The first six months of 2019 were a slow crawl for automakers. From January to June of this year, the number of new car and light truck sales is the lowest they have been in a six-month period since 2013, according to Bloomberg Business. Sales have dropped from 17.3 million in June 2018 to 17 million this June.
More support for this trend is the average price that buyers pay for cars, which is estimated to reach $33,346 in the first six months of this year. This number reflects an increase of almost 4% since last year and is another factor in decelerating car sales.
This news doesn’t mean that the industry is tanking. But it does signal that car buyers are being priced out of the new car market and are opting to buy used vehicles if they haven’t already decided to keep their current cars longer. Retail sales have fallen slightly over 3% over the past six months as a consequence of this buyer behavior.
Staying afloat with fleets
Automakers’ inventories have reached an all-time high due to shrinking retail sales. In order to move their backlog, car manufacturers have been selling large numbers of vehicles to rental-car companies and commercial buyers such as corporations, government agencies, and utilities.
For example, one-third of total car and light truck sales for Ford and Nissan in March 2019 were made to non-retail buyers, according to The Detroit News. As a result of the deals worked out between automakers and commercial buyers, fleet sales have increased by nearly 4% and are on track for a record year.
More SUVs and trucks, please
The analysts’ report suggests that Americans are turning away from sedans and compact cars. Automakers that are expected to take the worst hits in declining passenger car sales are GM at 31%, Ford at 27%, and Fiat Chrysler at 21%.
But consumers seem to be willing to spend more on new SUVs and trucks when they do commit to buying. The high demand for these vehicles helps automakers hold on to profits while keeping incentives in balance. A relatively healthy economy, along with solid consumer confidence and low employment, helps to compensate somewhat for the higher interest rates for car loans.

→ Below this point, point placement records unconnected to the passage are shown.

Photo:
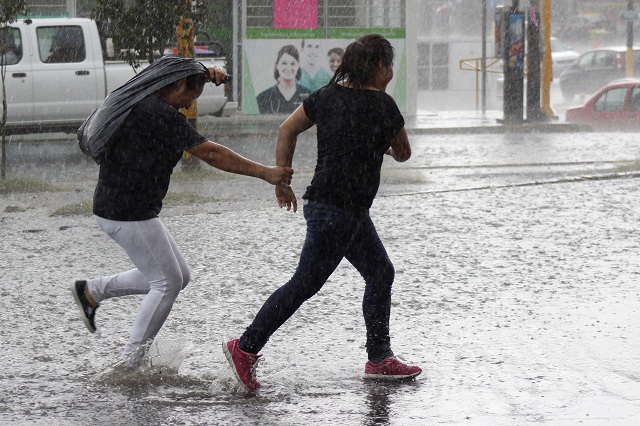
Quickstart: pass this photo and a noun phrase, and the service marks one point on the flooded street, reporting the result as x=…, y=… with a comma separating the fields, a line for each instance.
x=517, y=291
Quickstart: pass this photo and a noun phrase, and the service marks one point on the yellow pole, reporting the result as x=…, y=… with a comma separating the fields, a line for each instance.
x=547, y=63
x=185, y=36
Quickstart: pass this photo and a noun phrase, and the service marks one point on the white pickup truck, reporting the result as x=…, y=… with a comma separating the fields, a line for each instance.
x=57, y=74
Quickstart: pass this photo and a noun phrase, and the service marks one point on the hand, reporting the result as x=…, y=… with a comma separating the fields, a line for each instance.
x=217, y=74
x=286, y=197
x=278, y=174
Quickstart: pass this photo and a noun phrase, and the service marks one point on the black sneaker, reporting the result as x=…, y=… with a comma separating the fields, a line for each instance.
x=88, y=311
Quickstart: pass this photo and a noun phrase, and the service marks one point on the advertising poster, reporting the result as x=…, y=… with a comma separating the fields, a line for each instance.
x=515, y=42
x=282, y=66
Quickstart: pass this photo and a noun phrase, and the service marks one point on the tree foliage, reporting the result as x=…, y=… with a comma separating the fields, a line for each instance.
x=10, y=10
x=141, y=29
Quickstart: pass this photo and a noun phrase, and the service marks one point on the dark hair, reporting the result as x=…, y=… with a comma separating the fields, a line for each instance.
x=289, y=50
x=337, y=50
x=361, y=58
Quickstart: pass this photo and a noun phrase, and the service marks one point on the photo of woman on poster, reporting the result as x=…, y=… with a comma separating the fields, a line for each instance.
x=287, y=94
x=335, y=58
x=314, y=76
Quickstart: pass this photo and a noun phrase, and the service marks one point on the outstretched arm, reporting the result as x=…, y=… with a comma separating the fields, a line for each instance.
x=288, y=133
x=223, y=158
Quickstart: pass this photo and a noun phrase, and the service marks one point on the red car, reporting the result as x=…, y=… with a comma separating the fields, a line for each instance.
x=614, y=107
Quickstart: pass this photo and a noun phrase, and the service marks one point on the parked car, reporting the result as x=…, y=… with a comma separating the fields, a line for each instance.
x=57, y=74
x=596, y=68
x=615, y=107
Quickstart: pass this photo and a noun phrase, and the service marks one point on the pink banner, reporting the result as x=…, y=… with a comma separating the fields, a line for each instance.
x=295, y=14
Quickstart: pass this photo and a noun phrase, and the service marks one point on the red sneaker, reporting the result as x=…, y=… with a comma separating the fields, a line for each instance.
x=391, y=369
x=242, y=363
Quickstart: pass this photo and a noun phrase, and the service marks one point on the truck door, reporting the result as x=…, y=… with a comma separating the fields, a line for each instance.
x=65, y=73
x=19, y=79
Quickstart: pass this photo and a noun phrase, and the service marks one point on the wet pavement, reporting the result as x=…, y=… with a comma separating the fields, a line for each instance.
x=517, y=290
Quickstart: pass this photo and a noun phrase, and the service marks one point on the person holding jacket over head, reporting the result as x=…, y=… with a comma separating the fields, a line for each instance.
x=138, y=136
x=357, y=124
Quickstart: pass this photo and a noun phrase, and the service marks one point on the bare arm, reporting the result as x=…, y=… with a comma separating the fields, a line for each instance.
x=223, y=158
x=400, y=148
x=288, y=133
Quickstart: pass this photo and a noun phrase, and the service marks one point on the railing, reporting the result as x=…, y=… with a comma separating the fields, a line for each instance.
x=492, y=65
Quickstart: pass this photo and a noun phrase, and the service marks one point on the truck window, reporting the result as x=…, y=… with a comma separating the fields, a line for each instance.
x=10, y=46
x=61, y=44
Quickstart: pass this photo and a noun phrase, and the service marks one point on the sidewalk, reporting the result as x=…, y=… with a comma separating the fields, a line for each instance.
x=452, y=122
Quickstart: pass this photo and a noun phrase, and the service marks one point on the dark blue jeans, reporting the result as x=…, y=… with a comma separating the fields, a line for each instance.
x=333, y=234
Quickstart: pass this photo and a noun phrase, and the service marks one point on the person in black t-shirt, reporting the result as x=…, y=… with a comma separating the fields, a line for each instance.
x=357, y=124
x=134, y=178
x=287, y=94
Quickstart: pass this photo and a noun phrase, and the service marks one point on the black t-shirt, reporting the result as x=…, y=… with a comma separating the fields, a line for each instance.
x=134, y=176
x=355, y=128
x=271, y=101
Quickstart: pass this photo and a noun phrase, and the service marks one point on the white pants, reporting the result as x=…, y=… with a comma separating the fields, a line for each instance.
x=160, y=273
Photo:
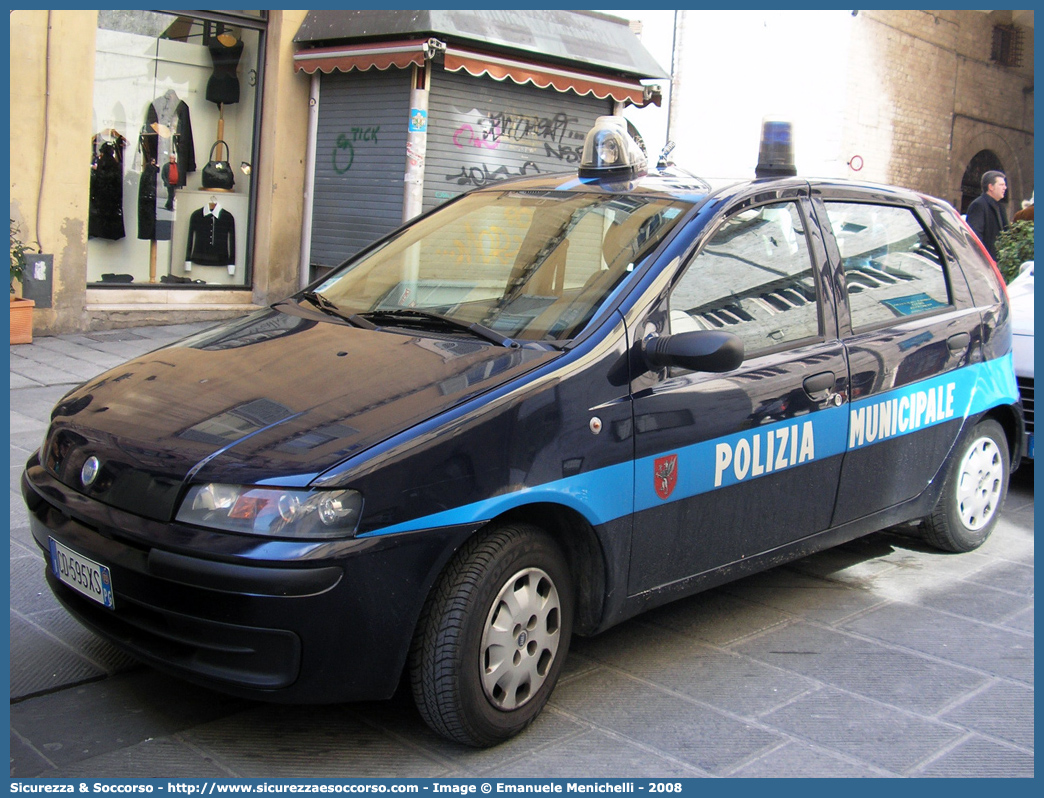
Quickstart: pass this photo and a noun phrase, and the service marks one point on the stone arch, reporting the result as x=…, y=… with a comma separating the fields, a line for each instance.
x=970, y=138
x=971, y=183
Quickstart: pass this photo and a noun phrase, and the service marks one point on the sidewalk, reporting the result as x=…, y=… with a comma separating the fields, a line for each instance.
x=48, y=649
x=878, y=658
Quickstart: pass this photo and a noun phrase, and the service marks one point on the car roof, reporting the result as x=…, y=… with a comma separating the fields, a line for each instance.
x=675, y=183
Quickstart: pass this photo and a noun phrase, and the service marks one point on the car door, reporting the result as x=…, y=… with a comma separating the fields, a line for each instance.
x=909, y=329
x=732, y=465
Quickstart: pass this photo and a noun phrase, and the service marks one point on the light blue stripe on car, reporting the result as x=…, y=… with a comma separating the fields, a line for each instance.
x=615, y=491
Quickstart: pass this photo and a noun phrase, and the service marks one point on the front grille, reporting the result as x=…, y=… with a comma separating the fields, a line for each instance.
x=1026, y=391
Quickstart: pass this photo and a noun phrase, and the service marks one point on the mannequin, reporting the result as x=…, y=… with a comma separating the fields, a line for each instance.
x=212, y=237
x=223, y=85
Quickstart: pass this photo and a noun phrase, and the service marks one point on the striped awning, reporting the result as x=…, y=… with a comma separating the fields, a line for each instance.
x=363, y=56
x=402, y=54
x=544, y=75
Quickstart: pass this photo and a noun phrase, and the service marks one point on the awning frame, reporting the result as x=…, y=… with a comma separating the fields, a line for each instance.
x=476, y=63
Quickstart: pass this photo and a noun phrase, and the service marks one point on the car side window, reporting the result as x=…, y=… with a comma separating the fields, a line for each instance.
x=753, y=278
x=893, y=267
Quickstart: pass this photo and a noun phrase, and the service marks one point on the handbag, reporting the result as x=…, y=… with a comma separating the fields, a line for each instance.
x=218, y=173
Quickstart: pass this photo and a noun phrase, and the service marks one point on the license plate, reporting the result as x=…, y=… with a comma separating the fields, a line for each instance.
x=81, y=574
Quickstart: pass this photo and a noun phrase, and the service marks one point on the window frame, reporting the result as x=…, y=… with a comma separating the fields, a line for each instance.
x=945, y=265
x=824, y=313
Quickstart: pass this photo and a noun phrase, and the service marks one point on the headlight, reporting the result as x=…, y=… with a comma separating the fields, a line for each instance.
x=275, y=512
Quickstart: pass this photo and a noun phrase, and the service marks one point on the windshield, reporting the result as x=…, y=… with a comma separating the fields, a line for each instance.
x=527, y=264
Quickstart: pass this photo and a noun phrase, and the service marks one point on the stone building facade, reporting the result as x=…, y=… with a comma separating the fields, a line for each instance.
x=940, y=99
x=912, y=98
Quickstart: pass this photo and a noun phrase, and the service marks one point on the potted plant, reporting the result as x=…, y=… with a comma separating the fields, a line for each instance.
x=21, y=309
x=1015, y=247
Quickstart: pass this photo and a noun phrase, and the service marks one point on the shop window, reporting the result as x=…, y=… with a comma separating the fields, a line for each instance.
x=174, y=102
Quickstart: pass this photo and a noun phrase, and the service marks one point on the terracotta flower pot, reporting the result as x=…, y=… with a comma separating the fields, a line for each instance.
x=21, y=321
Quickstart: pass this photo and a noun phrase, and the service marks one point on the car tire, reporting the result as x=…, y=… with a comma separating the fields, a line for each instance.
x=493, y=636
x=973, y=493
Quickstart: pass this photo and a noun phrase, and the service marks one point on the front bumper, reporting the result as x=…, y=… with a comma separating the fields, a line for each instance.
x=276, y=620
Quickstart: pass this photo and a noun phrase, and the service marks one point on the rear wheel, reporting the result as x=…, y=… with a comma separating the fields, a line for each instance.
x=973, y=493
x=493, y=636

Truck sales numbers for individual carmakers this past half of the year are mixed, however. Dodge Ram pickups with appealing incentives are front and center for buyers as evidenced by Fiat Chrysler’s growing increase in truck incentive spending. Ford and GM, on the other hand, have been shelling out less on truck incentives. And GM can expect to feel more fiscal pain this year because it introduced pickups with regular and double cabs, which may be a harder sell than the older crew cabs it was selling last year at this time.
Trends brewing in the background
The downward movement of car sales reported in the first six months of this year is part of a trend that has been gradually developing for the past few years. Neal Boudette from The New York Times reports that, although car and light truck sales grew steadily from 2009 to 2016, retail vehicle sales began to slowly slide downhill from 2016 onward.
A related trend that also started around 2009 was the growth in sales of SUVs, which has increased from about 3 million in sales that year to near 8 million last year. In comparison, automakers sold almost 6 million passenger cars in 2009 which, after a spike to near 8 million in 2014, slipped down to 5 million in 2018. Pickup trucks and vans sales have been more stable than the previous two categories, growing from 2 million in 2009 to just under 4 million in 2018.
What the second half of 2019 might look like
If analysts’ projections moving toward 2020 hold true, SUVs will continue to be popular among buyers, with trucks and crossovers holding their own.
GM and Ford seem to have gotten the word that more buyers are saying no to passenger cars. By the end of 2019, GM will have discontinued the Chevy Volt, Chevy Impala, Chevy Cruze, Buick LaCrosse, Cadillac ATS, Cadillac XTS, and Cadillac CT6. Ford will have offloaded the Fiesta, Focus, Fusion, and Taurus from its lineup before the end of 2020.
As for vehicle prices, analysts at JP Morgan predict that buyers will pay $1,600 more on average for the SUV, crossover, or truck they covet since the buyer incentives won’t be as attractive as they were last year. This could mean that sales for these vehicles might flatten a bit in the second half of 2019 if buyers can’t get the deals they want.